Almost no farmer denies climate change - those who have lived on this earth for decades know that climate patterns have changed from the past. Changes range from differences in planting and harvesting dates to more frequent droughts and floods.

As a result, farmers had to learn to adapt to these changes. One such way is the introduction of precision farming, which allows more crops to be grown while using resources efficiently. But now precision farming can also enable farmers to mitigate the impact of climate change - reducing its impact on the planet. Mitigation is very important - no one wants to continue to experience droughts and floods, which are becoming more severe every decade. And the time has come - every year it becomes more difficult to deal with climate change and its many positive feedback loops.

The UN estimates that up to 8.6 gigatons of CO2 (over 20% of humankind's current greenhouse gas emissions) can be captured each year in a very modest place - carbon trapped in the soil. Carbon in the soil often comes from decomposition of roots and plant matter, and when this carbon is allowed to accumulate, the farm efficiently draws CO2 out of the atmosphere and captures it. In addition, as an added benefit, increasing the carbon content of the soil increases soil fertility - the soil accumulates nutrients more efficiently, retains moisture for longer and decreases its density. Experts such as Rotang Lalal have written for decades about the potential benefits of soil organic carbon, not only for fighting climate change, but also for soil health. It is also considered to be one of the cheapest carbon sequestration methods, accounting for a tiny fraction of the cost of direct air carbon capture technologies, which are the main focus of the mainstream media.

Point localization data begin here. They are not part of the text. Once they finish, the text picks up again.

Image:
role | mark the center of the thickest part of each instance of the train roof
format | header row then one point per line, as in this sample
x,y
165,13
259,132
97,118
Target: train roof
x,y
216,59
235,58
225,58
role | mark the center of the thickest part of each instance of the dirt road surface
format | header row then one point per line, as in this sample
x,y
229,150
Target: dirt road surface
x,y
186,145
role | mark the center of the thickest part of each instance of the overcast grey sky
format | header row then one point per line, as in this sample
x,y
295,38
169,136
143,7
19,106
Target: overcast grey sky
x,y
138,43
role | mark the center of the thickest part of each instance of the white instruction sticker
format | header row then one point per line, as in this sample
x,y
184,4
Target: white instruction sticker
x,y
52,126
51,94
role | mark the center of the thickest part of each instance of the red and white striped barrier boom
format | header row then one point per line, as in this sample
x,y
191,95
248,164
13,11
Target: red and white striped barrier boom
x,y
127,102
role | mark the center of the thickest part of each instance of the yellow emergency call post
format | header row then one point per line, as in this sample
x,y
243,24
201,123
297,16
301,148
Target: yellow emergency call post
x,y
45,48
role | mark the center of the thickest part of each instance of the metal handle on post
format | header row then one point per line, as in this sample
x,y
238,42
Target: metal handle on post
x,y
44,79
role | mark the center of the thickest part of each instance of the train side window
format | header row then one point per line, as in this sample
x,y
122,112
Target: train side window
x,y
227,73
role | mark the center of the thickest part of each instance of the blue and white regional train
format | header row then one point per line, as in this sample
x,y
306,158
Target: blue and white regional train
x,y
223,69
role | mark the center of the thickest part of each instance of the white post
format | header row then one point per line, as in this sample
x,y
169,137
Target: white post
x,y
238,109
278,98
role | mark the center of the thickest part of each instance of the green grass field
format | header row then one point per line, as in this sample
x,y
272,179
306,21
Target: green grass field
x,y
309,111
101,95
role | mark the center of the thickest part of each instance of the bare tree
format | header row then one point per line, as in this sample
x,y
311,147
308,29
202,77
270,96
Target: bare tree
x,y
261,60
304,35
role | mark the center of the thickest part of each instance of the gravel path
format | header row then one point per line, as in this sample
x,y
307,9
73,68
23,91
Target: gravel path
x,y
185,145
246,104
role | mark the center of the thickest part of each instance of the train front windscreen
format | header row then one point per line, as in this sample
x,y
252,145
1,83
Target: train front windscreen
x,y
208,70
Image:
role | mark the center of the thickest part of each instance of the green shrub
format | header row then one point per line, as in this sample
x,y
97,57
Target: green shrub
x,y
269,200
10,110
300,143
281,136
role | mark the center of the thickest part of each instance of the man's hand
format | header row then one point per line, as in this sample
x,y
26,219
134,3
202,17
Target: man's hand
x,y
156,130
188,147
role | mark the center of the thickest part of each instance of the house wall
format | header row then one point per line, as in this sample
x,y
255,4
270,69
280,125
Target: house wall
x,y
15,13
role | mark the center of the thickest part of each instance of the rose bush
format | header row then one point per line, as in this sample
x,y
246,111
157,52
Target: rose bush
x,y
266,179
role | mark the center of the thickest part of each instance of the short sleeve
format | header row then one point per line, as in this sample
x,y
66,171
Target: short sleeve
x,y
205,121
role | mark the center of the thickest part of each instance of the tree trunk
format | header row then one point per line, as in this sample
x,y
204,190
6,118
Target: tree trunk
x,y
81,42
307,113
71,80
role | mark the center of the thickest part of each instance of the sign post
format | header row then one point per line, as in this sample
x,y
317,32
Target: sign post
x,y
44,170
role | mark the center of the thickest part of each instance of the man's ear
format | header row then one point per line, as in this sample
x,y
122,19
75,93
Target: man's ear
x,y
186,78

In a world where many large corporations promise to become carbon neutral or even carbon negative, it makes the most financial sense for them to invest in the cheapest methods so that they can continue to maintain their fiduciary responsibility to shareholders while pursuing their sustainability goals.

But where are we today? Why are we not seeing ubiquitous carbon sequestration in soil?

There are still a few key practical problems that remain to be solved, and I am listing some of them in descending order of complexity. For many of them, precision farming and digital technology can play a key role:

• Technical Due Diligence: There are many well-known methods for increasing soil organic carbon, such as no-till, cover crops, etc. But the actual impact of any of them depends on the farm and the particular farmer's practices. In addition, some of the other farmer's methods can actually reduce soil organic carbon, negating any benefits. So, to test if what the farmer is doing is actually working, we will need to measure soil carbon levels across the entire farm (not just one location) and be able to compare measurements over the years. When we remember that there are over 100 million farmers in the world, many of whom only cultivate a few acres of land, we quickly realize that typical ways of doing business (such as extensive soil sampling and testing for each individual farm) don't really work. ... to move the needle with climate change.
• Effective business models. In agricultural technology today, our business model often involves the sale of a product or service where the end user is the farmer and the farmer is also the end payer. The ability to pay for farmers around the world is small compared to the resources of consumers in other sectors, and often depends on complete proof to each individual farmer that your technology works and can improve their performance. Thus, in the current model, it is not clear how we could create a sustainable business that encompasses a significant proportion of the world's farmers. It may be time for agrotechnics to fundamentally rethink this business model and offer a more efficient one that can scale much faster.
• Acquisition of farmers on a global scale. Finally, once we figure out the technical and business model aspects, the bigger question is how to actually reach the many millions of farmers. As we all know, farmers are very geographically dispersed, which makes true virality very difficult. Many large agribusinesses have spent decades building their distribution networks to reach farmers on a large enough scale. But we don't have decades to spend on increasing soil carbon sequestration to actually make an impact. This should happen now.
• In the context of modern digital technologies, agricultural technology now also has the opportunity to rethink how farmer engagement works to reach millions of farmers much faster.
• To date, there are several initiatives that have tried to solve small aspects of this big puzzle. But unless we tackle all of these major challenges, carbon sequestration in soil will not offset climate change and improve the lives of large numbers of farmers.

It is in this context that my own company, ConserWater, is launching the world's first international soil carbon marketplace where corporations and governments can buy carbon credits and where farmers are interested in increasing soil carbon. I now believe that technology and business development has finally come to a critical point in addressing these three major challenges.

Climate change is an issue that will significantly affect human development over the next few decades. We all and every sector of the industry must play an active role in both mitigating and adapting to them - agricultural technology is no exception.